Sul palco l’attrice Chiara Savoi, i mimi Laura Gibertini e Matteo Casamonti. Musica dal vivo: Angela Maggi (violino), Stefano Tigli (chitarra e percussioni), Giovanni De Rubertis (fiarmonica).
Lo spettacolo, è stato voluto dall’Assessorato alla Cultura e da quello alle Pari opportunità del Comune, in collaborazione con la Proloco e l’associazione Piano scenico, in occasione della Giornata internazionale per l’eliminazione della violenza contro le donne (25 novembre) ricorrenza istituita dall’Assemblea generale delle Nazioni Unite. Allo stesso tempo, questa data è l’inizio dei “16 giorni di attivismo contro la violenza di genere” che precedono la Giornata mondiale dei diritti umani il 10 dicembre di ogni anno. «Questo è un modo non banale – afferma l’assessore Roberta Sancasciani – per riflettere su un problema che riguarda le donne ad ogni latitudine,e che ogni giorno riempe le cronache dei giornali».
Significativa, la vicenda narrata: quella di Gulia Tofana, figlia di quella Tofana D’Adamo, giustiziata a Palermo 12 luglio 1633 con l’accusa di aver avvelenato il marito Francesco. Se Giulia fosse stata proprio la figlia di Tofana, potrebbe spiegarsi così l’apprendimento delle prime nozioni sui veleni come appunto l’acqua tofana da lei inventata, veleno incolore, inodore e insapore ma altamente tossico, capace nel giro di pochi giorni di provocare una morte naturale, che vendette principalmente a donne intrappolate in matrimoni violenti trascinando in questa attività anche sua figlia (o sorella) Girolama Spera.

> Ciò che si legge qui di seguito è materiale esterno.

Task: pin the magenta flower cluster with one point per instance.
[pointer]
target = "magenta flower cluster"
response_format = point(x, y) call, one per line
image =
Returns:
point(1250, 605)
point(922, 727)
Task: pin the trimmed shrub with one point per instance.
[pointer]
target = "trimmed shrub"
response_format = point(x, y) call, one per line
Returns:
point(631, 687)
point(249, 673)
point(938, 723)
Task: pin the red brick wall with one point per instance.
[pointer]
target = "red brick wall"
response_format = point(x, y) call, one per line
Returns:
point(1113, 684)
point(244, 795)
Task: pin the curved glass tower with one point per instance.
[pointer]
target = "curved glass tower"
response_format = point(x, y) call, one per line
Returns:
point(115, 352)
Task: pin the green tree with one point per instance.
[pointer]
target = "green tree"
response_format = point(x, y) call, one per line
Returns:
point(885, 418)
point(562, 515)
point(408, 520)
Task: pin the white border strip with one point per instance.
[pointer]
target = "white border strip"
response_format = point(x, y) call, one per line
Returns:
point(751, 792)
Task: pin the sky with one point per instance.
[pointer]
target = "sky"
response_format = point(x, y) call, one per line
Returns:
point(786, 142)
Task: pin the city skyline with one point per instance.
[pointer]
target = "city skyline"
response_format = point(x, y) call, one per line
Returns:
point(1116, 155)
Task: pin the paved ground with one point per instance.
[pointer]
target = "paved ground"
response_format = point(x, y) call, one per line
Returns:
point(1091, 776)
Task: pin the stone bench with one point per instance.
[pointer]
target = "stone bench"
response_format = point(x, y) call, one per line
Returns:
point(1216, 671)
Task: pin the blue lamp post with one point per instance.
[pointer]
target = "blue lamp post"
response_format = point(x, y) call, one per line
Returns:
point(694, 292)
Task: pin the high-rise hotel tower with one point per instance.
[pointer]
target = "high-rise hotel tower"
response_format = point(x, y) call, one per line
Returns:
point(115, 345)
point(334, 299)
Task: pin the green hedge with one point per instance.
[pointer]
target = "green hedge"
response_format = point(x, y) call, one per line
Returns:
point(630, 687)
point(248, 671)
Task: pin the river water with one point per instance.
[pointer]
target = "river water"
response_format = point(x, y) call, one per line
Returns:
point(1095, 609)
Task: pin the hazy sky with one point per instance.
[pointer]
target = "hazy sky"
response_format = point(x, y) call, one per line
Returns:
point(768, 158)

Dopo un po’ di anni una cliente della donna, la contessa di Ceri, per liberarsi del marito, utilizzò tutto il liquido della boccetta contenente il veleno, smuovendo i sospetti dei parenti del defunto. Le indagini condussero a Giulia Tofana, la quale venne imprigionata e torturata, ammettendo di aver venduto, soprattutto a Roma, durante il periodo della peste (cosa che rendeva ancora più difficile identificare gli avvelenamenti), boccette sufficienti ad uccidere 600 persone. Il 5 luglio 1659 fu condannata e giustiziata a Campo de’ Fiori, insieme a Roma, insieme alla figlia (o sorella) e ad altre tre donne ritenute colpevoli di aver avvelenato i propri mariti.